March 27th, 2014

An Insult to Bonds formed in Battle

In spite of the many hundreds of thousands of Australian and New Zealanders who, travelling to ANZAC, are treated as honoured guests, even family. In spite of the genuine and deeply held love and respect Turkish people feel toward those ANZACs, and their dependents, who were after all seeking to invade and occupy the Turkish homeland. In spite of the bonds of friendship that we thought had developed over the past 100 years, we are continually disappointed at the lack of reciprocation of such feelings over the years.

Another example has come to light. The Australian War Memorial, it seems, has seen fit to display a work of art that is at once insulting, as it is fanciful. Entitled “Evacuation”, what it actually depicts is the imaginary bronzed ANZAC soldier of legend, laconic and laid back, trampling on the Turkish flag, with a skull, no doubt a Turkish victim of this ANZAC superhero, at his feet.

ATA-A CEO Mr Ertunc Ozen said : “This sculpture is an insult not just to Turkish people, but to the sentiments of the ANZAC soldiers themselves. ANZAC soldiers may not have thought much of their Turkish opponents, before they met in battle. The error of this view was quickly apparent as the ANZACs were forced to respect the bravery and courage of an opponent fighting to save their homeland. The soldiers on both sides ended up with mutual admiration and respect. We doubt that any ANZAC soldier would, at the end of the campaign, endorse an image of an Australian standing on a Turkish flag.”

This is entirely at odds with what we understood the ANZAC tradition was meant to represent. We felt that all of us had moved past triumphalist assertions of superiority. We believed that ANZAC day, and the ANZAC tradition, was more of a sombre and solemn remembrance of sacrifice, and of the horror of war.

This sculpture, leaving aside its dubious artistic merit, is a tired representation of sentiments long since discredited, and now more than a little embarrassing. Those sentiments are entirely inconsistent with the respect and friendship that has developed between Australia and Turkey.
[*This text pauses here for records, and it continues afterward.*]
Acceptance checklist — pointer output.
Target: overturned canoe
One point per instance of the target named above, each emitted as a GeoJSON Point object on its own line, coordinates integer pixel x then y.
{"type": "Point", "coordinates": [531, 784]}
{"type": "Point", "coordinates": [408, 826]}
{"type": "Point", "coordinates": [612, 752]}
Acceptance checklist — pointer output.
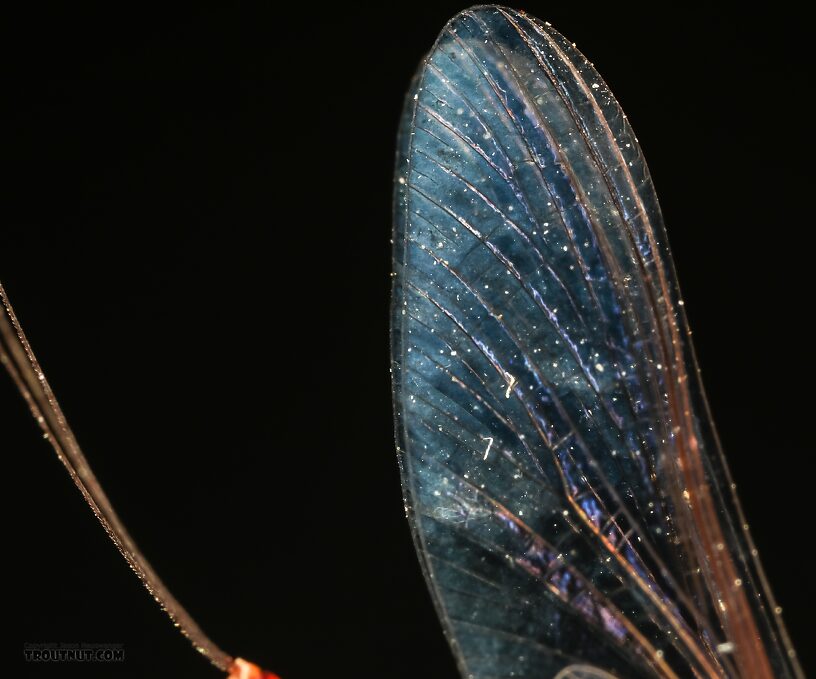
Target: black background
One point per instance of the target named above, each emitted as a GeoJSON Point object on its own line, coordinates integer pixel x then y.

We also note that the sculpture can be nothing other than a work of pure fiction. The evacuation, following a disastrous defeat at the hands of the Turks, was anything but a laid back affair, and it is highly unlikely that any ANZAC soldier got to trample on the Turkish flag. Is this how Australians imagine the campaign developed? Is this really the image the AWM endorses?

We call on the AWM to immediately remove this artwork from display, and indeed, its collection. It has no place in a collection that is otherwise a worthy tribute to those who lost their lives on Gallipoli shores.